El personaje del científico al que el alien toma “prestada” su personalidad es un tipo antipático, adúltero, egoísta. Su nueva y extraterrestre alma se irá dando cuenta de ello. “Hay algo de mí en los dos Andrews, en el malo e insoportable pero triunfador y en el inocente y bueno, lo reconozco, pero seguro que he puesto más experiencia personal mía en Guilliver, el hijo incomprendido, mimado y perdido del matrimonio Martin, él es el que consigue salir de una situación durísima, como lo fue mi depresión, para abrazar la vida”.
Una parte importante del libro es la que se refiere a la hipótesis de Riemann. “La escogí porque entre muchos científicos consultados, una mayoría sostenía que la resolución de ese problema matemático aportaría más avances a la vida humana en todos los campos. Sería más que un segundo Renacimiento… pero me temo que el ser humano no está preparado para ello”.
Empapada de humor inglés (“siendo inglés me resulta fácil sentirme incómodo en muchos contextos, tal como le pasa al extraterrestre”, explica Haig) la novela se lee de un tirón y con una sonrisa tierna en los labios. El alien acabará enfrentándose a una elección terrible: ¿la vida eterna en su planeta o la vida efímera de un humano, llena, eso sí, de sentimientos y emociones nunca catadas por el vonadoriano? Una disyuntiva que no pondrá de acuerdo a todo el mundo.
El tema no es nuevo.

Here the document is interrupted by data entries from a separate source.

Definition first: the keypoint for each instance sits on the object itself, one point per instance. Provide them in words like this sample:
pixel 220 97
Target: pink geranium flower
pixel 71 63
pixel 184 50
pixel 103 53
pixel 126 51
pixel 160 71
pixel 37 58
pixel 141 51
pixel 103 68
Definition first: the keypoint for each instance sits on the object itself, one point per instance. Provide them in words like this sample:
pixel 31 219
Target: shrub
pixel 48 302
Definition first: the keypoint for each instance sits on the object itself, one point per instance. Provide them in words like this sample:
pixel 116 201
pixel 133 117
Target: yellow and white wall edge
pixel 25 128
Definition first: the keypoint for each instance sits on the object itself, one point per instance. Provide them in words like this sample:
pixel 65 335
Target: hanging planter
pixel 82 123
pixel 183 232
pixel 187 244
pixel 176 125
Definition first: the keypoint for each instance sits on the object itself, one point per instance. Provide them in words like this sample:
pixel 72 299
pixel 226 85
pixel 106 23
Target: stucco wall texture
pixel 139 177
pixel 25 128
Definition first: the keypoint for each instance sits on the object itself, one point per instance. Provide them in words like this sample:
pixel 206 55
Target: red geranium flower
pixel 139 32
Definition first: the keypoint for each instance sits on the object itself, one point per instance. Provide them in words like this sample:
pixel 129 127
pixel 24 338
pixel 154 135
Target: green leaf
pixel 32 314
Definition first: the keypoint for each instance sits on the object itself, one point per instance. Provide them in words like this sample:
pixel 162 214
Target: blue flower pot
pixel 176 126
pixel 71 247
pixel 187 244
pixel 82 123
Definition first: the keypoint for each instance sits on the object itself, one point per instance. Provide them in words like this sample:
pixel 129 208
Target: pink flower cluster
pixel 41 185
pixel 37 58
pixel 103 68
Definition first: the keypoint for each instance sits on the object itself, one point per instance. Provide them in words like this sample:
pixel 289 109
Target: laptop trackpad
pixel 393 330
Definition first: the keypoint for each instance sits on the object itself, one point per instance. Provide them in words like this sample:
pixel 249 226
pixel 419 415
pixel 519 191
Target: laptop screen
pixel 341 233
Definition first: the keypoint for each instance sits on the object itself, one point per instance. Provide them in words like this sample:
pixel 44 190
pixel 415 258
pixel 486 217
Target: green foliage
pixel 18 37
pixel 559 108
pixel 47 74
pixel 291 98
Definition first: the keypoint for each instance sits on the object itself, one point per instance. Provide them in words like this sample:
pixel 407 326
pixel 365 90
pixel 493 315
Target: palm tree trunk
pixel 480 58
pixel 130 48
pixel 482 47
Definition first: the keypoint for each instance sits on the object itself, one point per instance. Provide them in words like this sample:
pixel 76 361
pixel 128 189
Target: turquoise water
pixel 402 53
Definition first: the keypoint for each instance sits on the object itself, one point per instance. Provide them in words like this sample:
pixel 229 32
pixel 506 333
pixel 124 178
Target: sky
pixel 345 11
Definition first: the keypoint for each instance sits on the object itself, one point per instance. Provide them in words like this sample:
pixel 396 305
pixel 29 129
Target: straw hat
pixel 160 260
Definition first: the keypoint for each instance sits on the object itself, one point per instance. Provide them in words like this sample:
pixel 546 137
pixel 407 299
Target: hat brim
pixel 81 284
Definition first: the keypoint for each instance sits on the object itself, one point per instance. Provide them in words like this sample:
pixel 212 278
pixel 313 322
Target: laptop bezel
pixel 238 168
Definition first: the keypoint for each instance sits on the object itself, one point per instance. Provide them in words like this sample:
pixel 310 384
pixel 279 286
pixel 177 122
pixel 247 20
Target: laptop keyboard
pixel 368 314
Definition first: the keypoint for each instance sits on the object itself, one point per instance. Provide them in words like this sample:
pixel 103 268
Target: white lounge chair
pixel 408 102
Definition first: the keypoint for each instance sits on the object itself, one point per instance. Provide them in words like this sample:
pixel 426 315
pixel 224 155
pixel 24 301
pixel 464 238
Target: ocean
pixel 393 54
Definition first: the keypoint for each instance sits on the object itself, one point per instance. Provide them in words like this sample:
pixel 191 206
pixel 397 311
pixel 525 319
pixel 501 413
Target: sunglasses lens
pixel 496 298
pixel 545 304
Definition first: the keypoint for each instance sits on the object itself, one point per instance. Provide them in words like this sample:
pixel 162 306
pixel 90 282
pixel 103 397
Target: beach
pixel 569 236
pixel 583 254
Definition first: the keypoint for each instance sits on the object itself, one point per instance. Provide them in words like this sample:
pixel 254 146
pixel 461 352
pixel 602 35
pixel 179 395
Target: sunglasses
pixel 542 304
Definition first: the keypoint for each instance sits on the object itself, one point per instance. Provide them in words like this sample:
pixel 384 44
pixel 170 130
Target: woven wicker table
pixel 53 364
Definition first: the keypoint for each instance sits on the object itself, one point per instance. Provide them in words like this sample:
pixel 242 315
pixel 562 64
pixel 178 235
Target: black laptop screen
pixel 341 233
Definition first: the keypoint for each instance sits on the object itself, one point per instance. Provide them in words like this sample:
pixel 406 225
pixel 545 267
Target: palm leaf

Un alienígena aterriza en la Tierra y cuenta lo que se encuentra. Sin ir más lejos, lo hizo Eduardo Mendoza en Sin noticias de Gurb, libro inimitable que nos sigue haciendo reír de nosotros mismos generación tras generación. En Los humanos (Roca Editorial), el inglés Matt Haig (Sheffield, 1975), sin embargo, realiza una crítica de la humanidad tan dulce que acaba por ser un canto a la vida, con todas sus limitaciones, con todas sus injusticias y con todas sus incoherencias. A pesar de ello, la lectura crítica está ahí y es interesante. Para empezar, el habitante del planeta Vonadoria (a una distancia inconcebible de nuestro sistema solar), tiene una misión: evitar que la especie humana (de todas las especies del universo, la más desesperada por “creer) acceda a la resolución de la hipótesis de Riemann porque sería un avance demasiado peligroso en manos de una raza que no está preparada para digerirla. Los vonadorianos han detectado que un estudioso inglés ha resuelto esa conjetura matemática y mandan a uno de ellos para suplantarlo. Es lo mejor, en vista de que los humanos han desarrollado la tecnología a una velocidad que la psique humana no puede procesar, y aun así siguen persiguiendo el progreso por el progreso.